Tiap kalender udah beranjak menunjukkan bulan Februari, secara otomatis Hari Valentine jadi salah satu hal yang langsung ikut nongol di kepala. Yaah, walaupun aku termasuk tipe orang yang nggak terlalu menganggap tanggal 14 Februari sebagai momen spesial, menurutku bulan ini emang bisa banget dimanfaatkan buat memaksimalkan usaha kita dalam menunjukkan rasa sayang dan terima kasih ke orang-orang terdekat. Apalagi buat orang kayak aku yang kadang sering gengsi buat bilang sayang secara langsung,

at least

hari kasih sayang bisa jadi alasan buat menunjukkan

gratitude

dan rasa cinta itu. 

Tapi kalau lagi diam dan sendiri, kadang aku juga suka mikir. Sebenarnya, yang nggak kalah membutuhkan terima kasih dan kasih sayang itu adalah diri kita sendiri, nggak sih? Jujur aja, kadang kita (dan juga aku) terlalu sibuk berusaha menyenangkan orang-orang di sekitar, sampai lupa kalau diri kita sendiri juga butuh disayangi dan dihargai. Padahal, tubuhkulah yang harus merasakan bangun pagi dan pulang malam hari untuk kerja, pikirankulah yang kadang harus kupaksa buat

overthinking,

dan diri sendiri jugalah yang kadang masih suka disalah-salahin kalau ada sesuatu nggak berjalan sesuai yang aku pengen.

Hmmm,

jadi merasa bersalah sama diri sendiri :( Oke, tapi ‘terlambat’ jauh lebih baik daripada tidak sama sekali. Mumpung masih ada di momen Valentine, aku mau mencatat deh beberapa alasan kenapa aku nggak boleh lupa menyayangi diri sendiri mulai sekarang dan seterusnya. Biar aku selalu ingat, biar aku nggak lupa untuk berterima kasih dan bersyukur setiap hari.  

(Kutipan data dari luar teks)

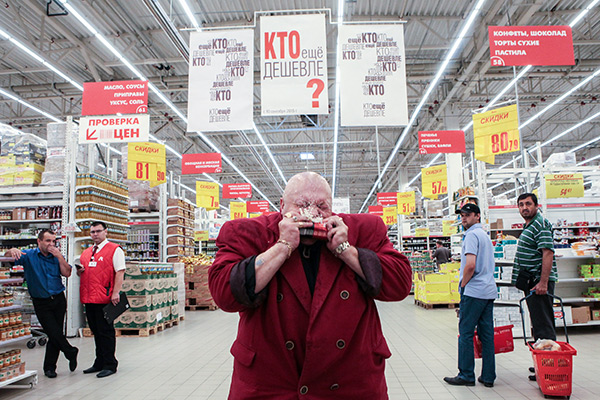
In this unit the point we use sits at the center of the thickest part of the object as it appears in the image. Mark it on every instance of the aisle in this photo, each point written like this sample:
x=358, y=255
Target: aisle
x=192, y=361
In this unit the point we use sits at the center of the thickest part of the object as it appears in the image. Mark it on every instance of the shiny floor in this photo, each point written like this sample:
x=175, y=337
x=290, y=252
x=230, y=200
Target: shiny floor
x=192, y=361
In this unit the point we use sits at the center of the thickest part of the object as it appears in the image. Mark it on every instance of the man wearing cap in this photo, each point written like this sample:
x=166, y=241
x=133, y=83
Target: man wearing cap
x=478, y=291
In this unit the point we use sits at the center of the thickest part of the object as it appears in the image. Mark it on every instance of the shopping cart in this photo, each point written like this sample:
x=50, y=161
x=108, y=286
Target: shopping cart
x=553, y=369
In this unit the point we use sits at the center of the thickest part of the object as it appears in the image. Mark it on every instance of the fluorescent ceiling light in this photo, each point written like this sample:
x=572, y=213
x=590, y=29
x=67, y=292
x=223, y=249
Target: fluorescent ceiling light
x=307, y=156
x=473, y=14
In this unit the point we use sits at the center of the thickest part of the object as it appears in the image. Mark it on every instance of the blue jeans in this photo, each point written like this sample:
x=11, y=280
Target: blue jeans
x=476, y=313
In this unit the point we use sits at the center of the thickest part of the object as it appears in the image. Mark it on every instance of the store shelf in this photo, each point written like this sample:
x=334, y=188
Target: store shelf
x=28, y=221
x=102, y=190
x=125, y=211
x=101, y=220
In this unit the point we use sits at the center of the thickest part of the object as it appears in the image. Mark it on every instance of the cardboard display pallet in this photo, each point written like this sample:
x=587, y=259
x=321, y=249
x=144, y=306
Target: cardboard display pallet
x=429, y=306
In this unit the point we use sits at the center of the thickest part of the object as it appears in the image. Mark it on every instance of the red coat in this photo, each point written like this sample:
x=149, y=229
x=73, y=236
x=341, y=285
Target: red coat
x=293, y=346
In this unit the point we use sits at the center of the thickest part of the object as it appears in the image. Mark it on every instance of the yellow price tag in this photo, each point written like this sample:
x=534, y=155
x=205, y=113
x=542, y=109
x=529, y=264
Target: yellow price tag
x=421, y=232
x=496, y=132
x=390, y=215
x=434, y=181
x=406, y=203
x=560, y=186
x=207, y=195
x=237, y=210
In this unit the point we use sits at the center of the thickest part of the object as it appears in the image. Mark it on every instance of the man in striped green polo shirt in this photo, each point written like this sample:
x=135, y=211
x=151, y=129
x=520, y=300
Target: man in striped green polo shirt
x=535, y=254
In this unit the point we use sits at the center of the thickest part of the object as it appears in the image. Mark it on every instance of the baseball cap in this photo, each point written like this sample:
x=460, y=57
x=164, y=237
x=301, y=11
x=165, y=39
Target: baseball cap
x=469, y=208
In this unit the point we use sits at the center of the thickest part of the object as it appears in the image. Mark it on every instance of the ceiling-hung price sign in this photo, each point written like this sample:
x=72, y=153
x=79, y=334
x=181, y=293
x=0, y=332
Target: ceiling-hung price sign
x=406, y=203
x=387, y=199
x=147, y=162
x=237, y=210
x=434, y=181
x=421, y=232
x=293, y=67
x=433, y=142
x=207, y=195
x=235, y=190
x=447, y=228
x=390, y=215
x=531, y=45
x=496, y=132
x=221, y=74
x=560, y=186
x=372, y=75
x=201, y=163
x=376, y=210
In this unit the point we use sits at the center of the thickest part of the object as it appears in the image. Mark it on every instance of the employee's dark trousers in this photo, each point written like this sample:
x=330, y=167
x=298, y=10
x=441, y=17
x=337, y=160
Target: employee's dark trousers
x=104, y=337
x=51, y=314
x=542, y=315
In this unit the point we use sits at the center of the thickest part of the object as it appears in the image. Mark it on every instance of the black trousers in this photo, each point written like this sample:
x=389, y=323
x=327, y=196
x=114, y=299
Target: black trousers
x=104, y=337
x=542, y=315
x=51, y=314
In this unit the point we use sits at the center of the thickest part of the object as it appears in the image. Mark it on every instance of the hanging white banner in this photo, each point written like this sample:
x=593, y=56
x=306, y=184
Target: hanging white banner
x=373, y=75
x=293, y=66
x=220, y=92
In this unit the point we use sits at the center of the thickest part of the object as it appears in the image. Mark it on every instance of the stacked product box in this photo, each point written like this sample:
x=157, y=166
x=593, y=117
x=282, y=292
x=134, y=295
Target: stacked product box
x=22, y=158
x=196, y=281
x=152, y=292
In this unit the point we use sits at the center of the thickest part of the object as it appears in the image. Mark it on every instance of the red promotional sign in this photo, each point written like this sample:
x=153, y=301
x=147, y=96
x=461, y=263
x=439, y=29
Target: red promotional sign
x=531, y=45
x=387, y=199
x=118, y=97
x=235, y=190
x=199, y=163
x=433, y=142
x=257, y=206
x=376, y=210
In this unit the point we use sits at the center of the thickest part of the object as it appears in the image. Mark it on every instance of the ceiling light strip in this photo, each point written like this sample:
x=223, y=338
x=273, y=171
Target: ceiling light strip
x=473, y=14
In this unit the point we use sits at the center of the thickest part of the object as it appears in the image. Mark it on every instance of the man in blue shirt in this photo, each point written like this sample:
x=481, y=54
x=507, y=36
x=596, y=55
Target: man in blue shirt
x=478, y=291
x=43, y=269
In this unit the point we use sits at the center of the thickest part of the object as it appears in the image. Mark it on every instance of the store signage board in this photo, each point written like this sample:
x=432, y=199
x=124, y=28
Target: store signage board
x=235, y=190
x=387, y=199
x=257, y=206
x=421, y=232
x=376, y=210
x=293, y=65
x=560, y=186
x=221, y=72
x=114, y=129
x=201, y=163
x=207, y=195
x=433, y=142
x=496, y=132
x=111, y=98
x=406, y=203
x=237, y=210
x=447, y=228
x=147, y=162
x=341, y=205
x=372, y=75
x=390, y=215
x=434, y=181
x=531, y=45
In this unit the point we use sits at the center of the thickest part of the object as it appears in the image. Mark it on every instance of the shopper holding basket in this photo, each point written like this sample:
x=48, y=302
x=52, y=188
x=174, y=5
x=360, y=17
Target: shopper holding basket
x=477, y=294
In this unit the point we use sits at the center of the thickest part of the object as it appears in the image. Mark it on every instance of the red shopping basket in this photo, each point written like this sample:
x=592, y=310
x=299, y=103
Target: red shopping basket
x=554, y=369
x=503, y=341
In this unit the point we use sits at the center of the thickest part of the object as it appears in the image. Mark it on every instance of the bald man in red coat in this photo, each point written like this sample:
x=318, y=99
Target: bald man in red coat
x=309, y=327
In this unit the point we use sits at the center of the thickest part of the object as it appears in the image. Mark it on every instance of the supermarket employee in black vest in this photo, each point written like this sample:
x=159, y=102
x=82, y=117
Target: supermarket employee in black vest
x=44, y=268
x=102, y=272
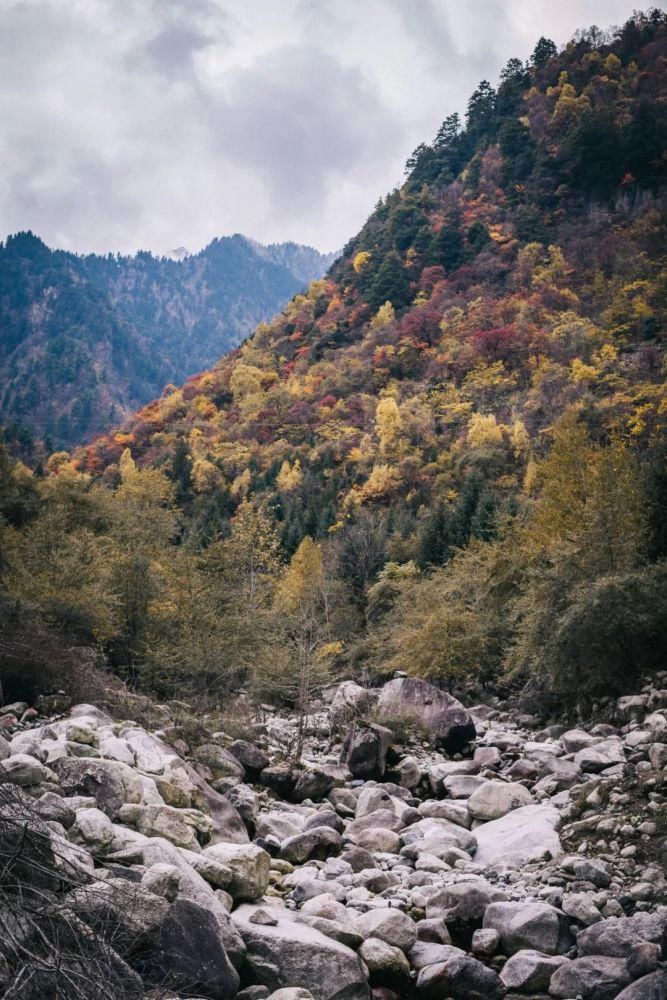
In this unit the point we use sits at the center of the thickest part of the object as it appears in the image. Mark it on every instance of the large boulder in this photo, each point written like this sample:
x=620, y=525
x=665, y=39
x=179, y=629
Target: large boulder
x=388, y=924
x=535, y=926
x=23, y=769
x=286, y=952
x=651, y=987
x=601, y=755
x=249, y=865
x=110, y=782
x=464, y=903
x=319, y=842
x=522, y=836
x=195, y=887
x=495, y=799
x=462, y=977
x=596, y=977
x=188, y=954
x=349, y=701
x=439, y=712
x=365, y=750
x=617, y=936
x=222, y=763
x=529, y=972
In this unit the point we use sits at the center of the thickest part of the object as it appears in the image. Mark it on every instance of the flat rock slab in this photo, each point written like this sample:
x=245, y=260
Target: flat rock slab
x=522, y=836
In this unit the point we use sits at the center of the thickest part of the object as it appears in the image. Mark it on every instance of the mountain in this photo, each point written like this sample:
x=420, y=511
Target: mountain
x=445, y=457
x=85, y=340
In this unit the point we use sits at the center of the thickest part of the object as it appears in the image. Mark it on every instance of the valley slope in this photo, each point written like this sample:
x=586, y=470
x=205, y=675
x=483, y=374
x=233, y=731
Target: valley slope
x=85, y=340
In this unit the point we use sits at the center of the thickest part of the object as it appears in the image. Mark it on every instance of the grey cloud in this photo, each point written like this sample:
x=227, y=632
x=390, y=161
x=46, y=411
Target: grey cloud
x=173, y=49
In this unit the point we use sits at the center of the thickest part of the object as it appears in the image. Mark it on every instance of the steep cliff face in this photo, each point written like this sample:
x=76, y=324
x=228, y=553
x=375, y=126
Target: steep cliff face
x=85, y=340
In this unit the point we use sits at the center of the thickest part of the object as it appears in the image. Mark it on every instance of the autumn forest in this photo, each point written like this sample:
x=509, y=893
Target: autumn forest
x=445, y=457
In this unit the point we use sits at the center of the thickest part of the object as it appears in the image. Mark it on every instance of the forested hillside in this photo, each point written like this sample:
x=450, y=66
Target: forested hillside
x=85, y=340
x=446, y=456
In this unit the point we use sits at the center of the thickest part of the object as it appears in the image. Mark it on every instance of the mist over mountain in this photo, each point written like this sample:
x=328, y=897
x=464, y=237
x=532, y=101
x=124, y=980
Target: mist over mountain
x=338, y=670
x=85, y=340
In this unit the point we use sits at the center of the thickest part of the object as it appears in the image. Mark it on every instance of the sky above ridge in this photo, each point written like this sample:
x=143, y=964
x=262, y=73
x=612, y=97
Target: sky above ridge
x=158, y=124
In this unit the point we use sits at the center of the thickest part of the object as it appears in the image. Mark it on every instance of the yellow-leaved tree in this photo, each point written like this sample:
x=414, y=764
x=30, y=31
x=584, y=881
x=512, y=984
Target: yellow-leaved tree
x=302, y=610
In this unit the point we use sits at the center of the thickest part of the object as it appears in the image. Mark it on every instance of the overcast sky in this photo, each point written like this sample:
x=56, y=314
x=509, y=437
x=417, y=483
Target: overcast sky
x=155, y=124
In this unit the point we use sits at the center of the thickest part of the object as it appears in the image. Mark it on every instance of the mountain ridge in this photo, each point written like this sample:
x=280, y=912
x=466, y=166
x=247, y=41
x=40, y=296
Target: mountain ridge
x=126, y=325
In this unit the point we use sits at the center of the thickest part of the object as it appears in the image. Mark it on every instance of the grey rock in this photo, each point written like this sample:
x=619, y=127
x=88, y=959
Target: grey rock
x=293, y=953
x=249, y=864
x=597, y=977
x=463, y=902
x=319, y=843
x=485, y=942
x=530, y=972
x=251, y=757
x=617, y=936
x=385, y=962
x=463, y=978
x=388, y=924
x=444, y=716
x=534, y=926
x=522, y=836
x=365, y=750
x=316, y=783
x=651, y=987
x=494, y=799
x=188, y=953
x=601, y=755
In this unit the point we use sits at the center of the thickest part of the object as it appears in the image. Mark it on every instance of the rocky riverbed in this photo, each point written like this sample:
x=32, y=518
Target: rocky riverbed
x=439, y=852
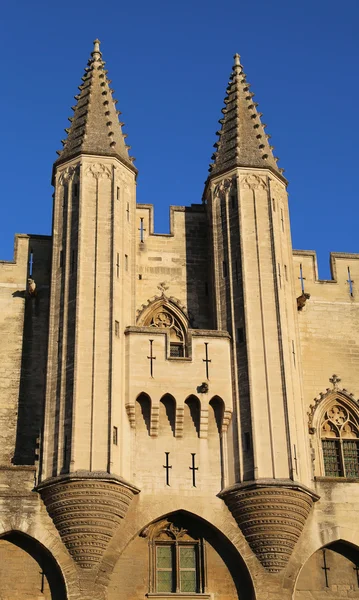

Self-Love Itu Menurutku…….

Kadang ironis juga sih kalau ingat istilah

self-love

itu sebenarnya udah sering banget kudengar sehari-hari, tapi faktanya kadang justru sulit banget buat dipraktikkan sendiri. Aku nggak tahu ya gimana orang lain memaknai konsep cinta pada diri sendiri, karena setiap orang pasti punya definisi dan pemaknaan yang berbeda-beda. Tapi kalau bagiku pribadi,

self-love

itu adalah konsep yang bersifat ‘

intimate’

karena hanya kita sendiri yang tahu. 

Menurutku, orang udah bisa dikatakan cukup mencintai dirinya kalau udah bisa benar-benar menghargai eksistensinya tanpa lagi terlalu peduli sama kata orang lain. Dengan sepenuhnya menerima eksistensi, secara nggak langsung kita juga akan jadi mudah bersyukur dengan kelebihan yang dipunya, sekaligus nggak akan capek mengusahakan yang terbaik buat memperbaiki kekurangan yang ada. Karena

at the end,  

itu semua ya memang untuk kebaikan diri kita sendiri.